The Chancellor also said he will cut the basic rate of income tax from 20 pence in the pound to 19 before the end of the current Parliament, in 2024.
Meanwhile, the Employment Allowance will increase to £5,000 from April, which he described as a "new tax cut" worth up to £1,000 for half a million small businesses.
According to the Institute for Fiscal Studies (IFS) think-tank, bringing together the expected changes in earnings, the reforms to taxes, and the energy measures announced in February, a middle earner on £27,500 per year can expect to be about £360 worse off this year than they were last.
It said the situation is likely to be “much tougher for those out-of-work on state support (including pensioners)”.
The Chancellor plans to cut the basic rate of income tax from 20p to 19p from 2024.
The cut is worth £5 billion for workers, savers and pensioners and will be the first cut to the basic rate in 16 years, according to the Treasury.
Shadow chancellor Rachel Reeves said the Government's plan did nothing for people on the edge of fuel poverty or for pensioners who are facing a "real-terms cut" to their income.
Rachel Reeves told the Commons: "At the weekend the Chancellor was asked about fuel poverty and he didn't even know the numbers.
"It is shameful that he doesn't, because when Martin Lewis predicts that 10 million people could be pushed into fuel poverty the Chancellor should sit up and listen."
She added: "We know that pensions and social security are not going to keep up with inflation.
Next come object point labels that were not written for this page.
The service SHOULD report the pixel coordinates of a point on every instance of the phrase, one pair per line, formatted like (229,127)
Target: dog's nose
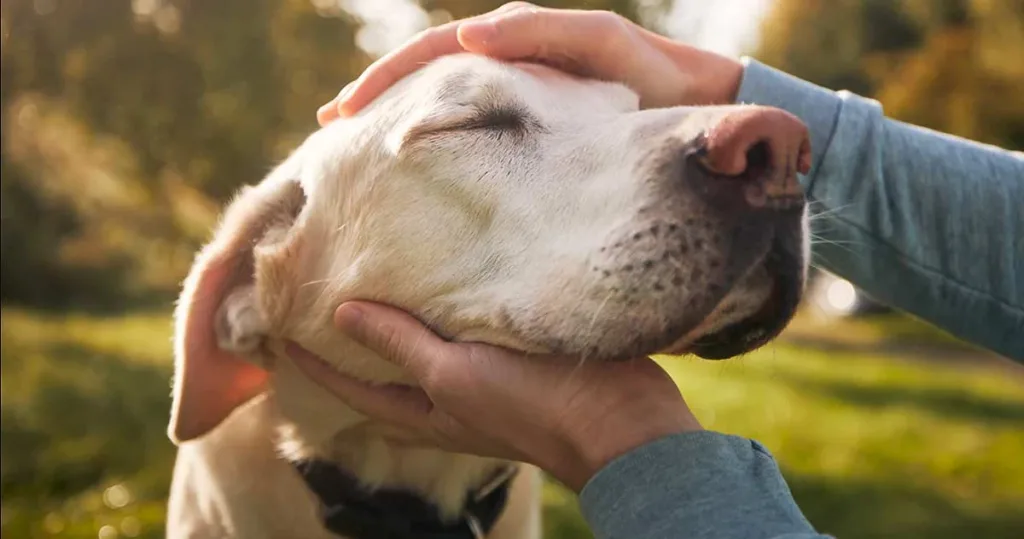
(765,148)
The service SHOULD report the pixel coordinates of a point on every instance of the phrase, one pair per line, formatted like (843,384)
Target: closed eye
(500,118)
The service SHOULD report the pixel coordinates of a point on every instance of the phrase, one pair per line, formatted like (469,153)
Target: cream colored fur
(489,234)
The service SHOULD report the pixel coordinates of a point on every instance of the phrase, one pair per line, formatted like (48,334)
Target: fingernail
(348,317)
(345,92)
(326,109)
(479,31)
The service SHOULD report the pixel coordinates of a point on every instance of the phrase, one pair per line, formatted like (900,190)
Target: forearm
(926,222)
(694,485)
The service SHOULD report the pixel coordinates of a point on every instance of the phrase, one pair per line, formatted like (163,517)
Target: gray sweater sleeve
(927,222)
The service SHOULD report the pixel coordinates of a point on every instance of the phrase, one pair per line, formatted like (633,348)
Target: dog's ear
(212,376)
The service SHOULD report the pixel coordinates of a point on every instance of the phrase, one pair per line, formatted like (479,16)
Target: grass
(882,429)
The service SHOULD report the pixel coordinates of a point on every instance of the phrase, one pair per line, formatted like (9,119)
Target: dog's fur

Pensioners and those on social security are being given a real-terms cut in their incomes.
"So, what analysis has the Chancellor done of the impact of benefits being up-rated by less than inflation? How many more children and pensioners will drift into poverty because of this government?"
Food banks and charities have been reporting surges in cries for help.
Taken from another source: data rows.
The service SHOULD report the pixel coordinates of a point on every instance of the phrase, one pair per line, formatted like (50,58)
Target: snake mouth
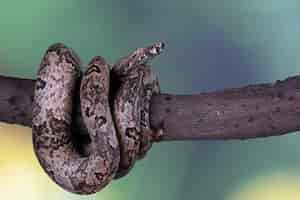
(156,48)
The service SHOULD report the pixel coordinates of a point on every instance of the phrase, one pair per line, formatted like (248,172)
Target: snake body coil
(113,150)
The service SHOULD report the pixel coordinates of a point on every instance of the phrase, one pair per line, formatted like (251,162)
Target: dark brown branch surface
(247,112)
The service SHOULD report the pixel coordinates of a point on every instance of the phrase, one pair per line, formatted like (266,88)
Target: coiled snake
(119,134)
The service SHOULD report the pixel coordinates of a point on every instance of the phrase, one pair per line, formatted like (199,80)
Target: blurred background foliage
(211,45)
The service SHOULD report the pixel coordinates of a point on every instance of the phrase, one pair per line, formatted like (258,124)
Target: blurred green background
(211,45)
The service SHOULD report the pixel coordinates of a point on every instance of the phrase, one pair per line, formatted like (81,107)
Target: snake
(120,133)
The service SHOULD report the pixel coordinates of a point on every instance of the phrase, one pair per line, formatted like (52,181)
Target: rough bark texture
(248,112)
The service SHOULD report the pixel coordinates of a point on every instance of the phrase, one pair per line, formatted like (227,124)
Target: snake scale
(120,132)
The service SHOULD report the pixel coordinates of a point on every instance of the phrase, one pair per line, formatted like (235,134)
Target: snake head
(141,56)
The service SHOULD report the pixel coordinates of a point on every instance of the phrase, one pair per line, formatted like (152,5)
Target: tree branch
(248,112)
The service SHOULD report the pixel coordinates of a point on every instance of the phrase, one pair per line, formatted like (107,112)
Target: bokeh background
(211,45)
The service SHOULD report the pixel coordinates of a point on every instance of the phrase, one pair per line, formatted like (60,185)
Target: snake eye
(142,57)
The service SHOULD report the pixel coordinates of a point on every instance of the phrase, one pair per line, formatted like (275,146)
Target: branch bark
(252,111)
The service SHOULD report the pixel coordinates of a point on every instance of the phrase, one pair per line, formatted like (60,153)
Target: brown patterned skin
(51,124)
(131,105)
Gareth McNab, director of external affairs at Christians Against Poverty, said Mr Sunak has left “a glaring hole in terms of an opportunity to provide a longer-term fix to make sure the social security system is linked to the real costs people face”.
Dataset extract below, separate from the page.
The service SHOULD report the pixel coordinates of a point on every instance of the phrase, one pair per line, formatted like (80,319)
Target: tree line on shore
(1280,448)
Here are the key points from Chancellor Rishi Sunak's Spring Statement:
- Mr Sunak said by the end of the current Parliament in 2024, the Government would cut the basic rate of income tax from 20p in the pound to 19p which he said was “fully costed and fully paid for in the plans announced today”.
- The Chancellor said he would “stand by” households, and announced fuel duty would be cut by 5p per litre for a year up until March 2023.
- Mr Sunak said that “thanks to Brexit” he was able to remove VAT on materials such as solar panels, heat pumps or insulation to help bring down energy costs, as well as on wind and water turbines.
- He also said he is doubling the Household Support Fund to £1 billion “to do more to help our most vulnerable households with rising costs”.
- The Chancellor said he would publish a “tax plan” as he announced the national insurance contributions (Nics) threshold would rise by £3,000.
- Hoping to prompt a new “culture of enterprise”, Mr Sunak said there would be tax cuts “on business investment and innovation with final decisions to be announced in the autumn Budget”.
- The employment allowance for small businesses will rise to £5000, the Chancellor said.
- He told the Commons that The Office for Budget Responsibility has downgraded the growth forecast for this year to 3.8pc.
- But Mr Sunak said downgraded growth forecasts had “not affected our strong jobs performance” as he said unemployment was back to levels seen before the pandemic.
- The Government is “meeting all our fiscal rules”, Mr Sunak said, but he added the nation must prepare for “the economy and public finances to worsen, potentially significantly” because of the impacts of Russia’s invasion of Ukraine.
- The cost of borrowing is set to continue to rise. The Chancellor said £83 billion will be spent on debt interest, “the highest on record and almost four times the amount we spent last year”.
- Mr Sunak said underlying debt is expected to fall steadily from 83.5pc of GDP in 2022/23 to 79.8pc in 2026/27. He added borrowing as a percentage of GDP is 5.4pc this year, 3.9pc next year, then 1.9pc, 1.3pc, 1.2pc and 1.1pc in the following years.